Les rigidités salariales nominales en France: existe-t-il un biais de perception ?

Banque de France - PARIS - 2018

La compréhension du comportement d’ajustement des consommateurs aux chocs de richesse fait l’objet d’une littérature très importante en macro-économie (e.g. Reis, 2006), largement centrée sur l’analyse de cadre intégrant des hypothèses de rationalité limitée et/ou des coûts élevés d’acquisition ou de traitement de l’information.
Dans ce projet, nous proposons de tester la pertinence empirique de ces hypothèses en nous concentrant sur la perception des niveaux et évolutions de salaires. Plus précisément, nous tirons parti de la comparaison de l’information sur les salaires perçus déclarés dans l’Enquête Emploi et des salaires réellement perçus tels que reportés dans les sources fiscales de l’ERFS (et les DADS) pour quantifier les biais de perception potentiellement à l’œuvre.
Usuellement considérés dans la littérature comme des erreurs de mesure (e.g. Dickens et al., 2007), nous exploitons leur asymétrie et les caractéristiques des individus les déclarant afin de documenter les comportements d’arrondis ou de troncation (Lacetera et al., 2012) observés aux centaines et aux cinquantaines, le rythme des mises à jour (e.g. selon les transitions sur le marché du travail), la sensibilité éventuellement asymétrique ou non-linéaire aux augmentations et aux diminutions de la rémunération.
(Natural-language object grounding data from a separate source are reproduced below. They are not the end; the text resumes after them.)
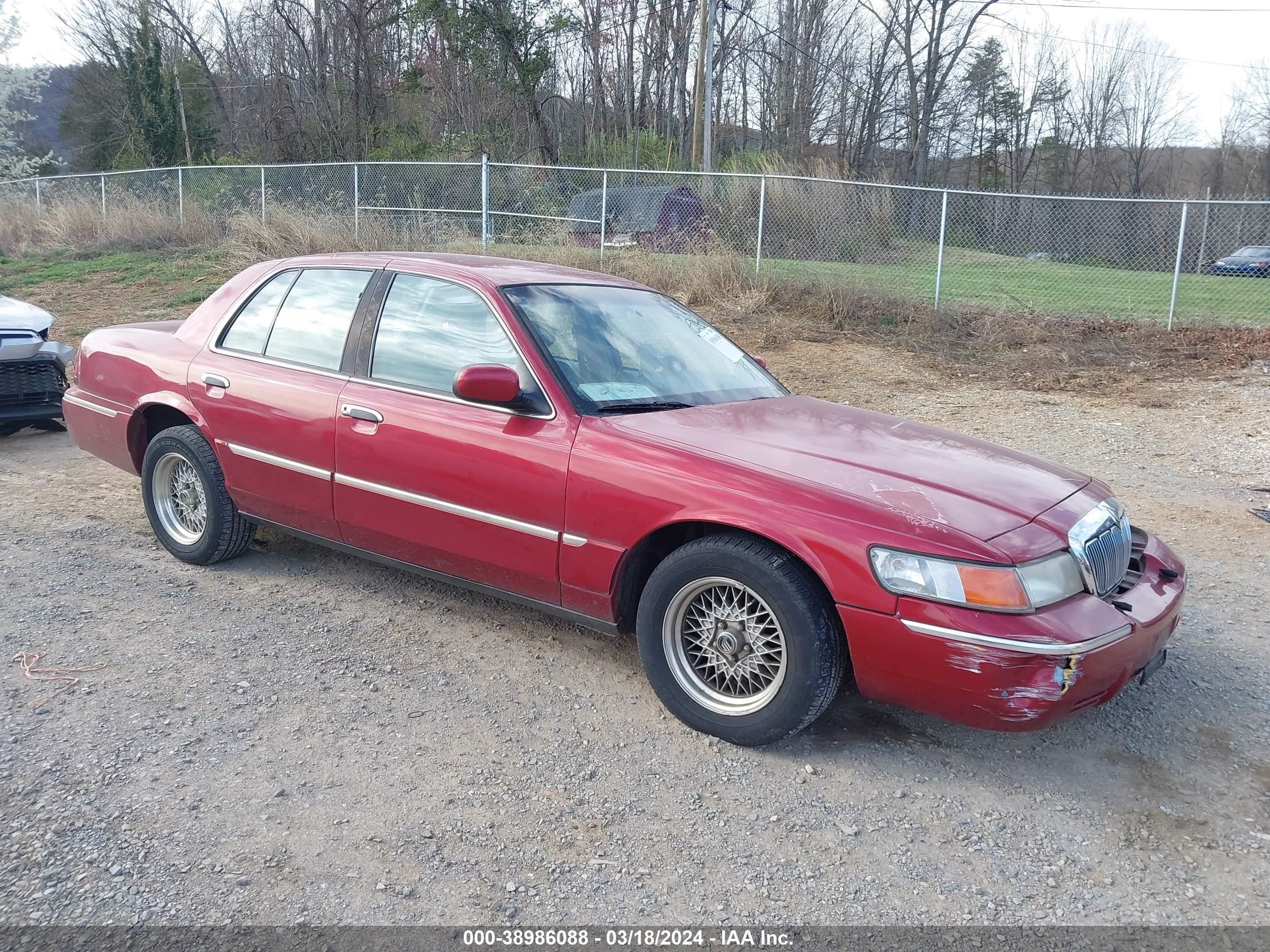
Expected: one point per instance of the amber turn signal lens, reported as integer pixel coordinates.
(992, 588)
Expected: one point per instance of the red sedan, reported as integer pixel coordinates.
(594, 448)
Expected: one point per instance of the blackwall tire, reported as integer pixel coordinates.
(740, 640)
(186, 499)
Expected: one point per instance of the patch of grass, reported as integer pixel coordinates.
(125, 268)
(192, 296)
(1050, 287)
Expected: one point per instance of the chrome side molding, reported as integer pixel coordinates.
(453, 508)
(1020, 645)
(89, 406)
(281, 461)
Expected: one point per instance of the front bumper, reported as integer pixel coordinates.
(31, 389)
(1015, 672)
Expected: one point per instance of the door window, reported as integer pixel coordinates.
(431, 329)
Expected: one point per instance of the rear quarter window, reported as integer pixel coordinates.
(250, 328)
(313, 323)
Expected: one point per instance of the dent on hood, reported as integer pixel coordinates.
(912, 503)
(19, 315)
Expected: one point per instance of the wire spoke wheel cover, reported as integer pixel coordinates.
(179, 498)
(724, 646)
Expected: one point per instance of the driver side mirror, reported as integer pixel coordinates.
(488, 384)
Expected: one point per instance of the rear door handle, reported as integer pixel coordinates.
(361, 413)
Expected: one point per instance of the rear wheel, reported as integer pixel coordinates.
(187, 504)
(740, 640)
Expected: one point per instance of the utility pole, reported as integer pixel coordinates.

Les implications macro-économiques de ces biais comportementaux seront discutées, notamment en termes de dynamique de la consommation agrégée, de dynamique agrégée des salaires et de leur ajustement à la conjoncture (selon le modèle de négociation salariale). Enfin, la perception biaisée des salaires influe également sur les prévisions des agents, modifiant qualitativement et quantitativement l’effet des politiques monétaires.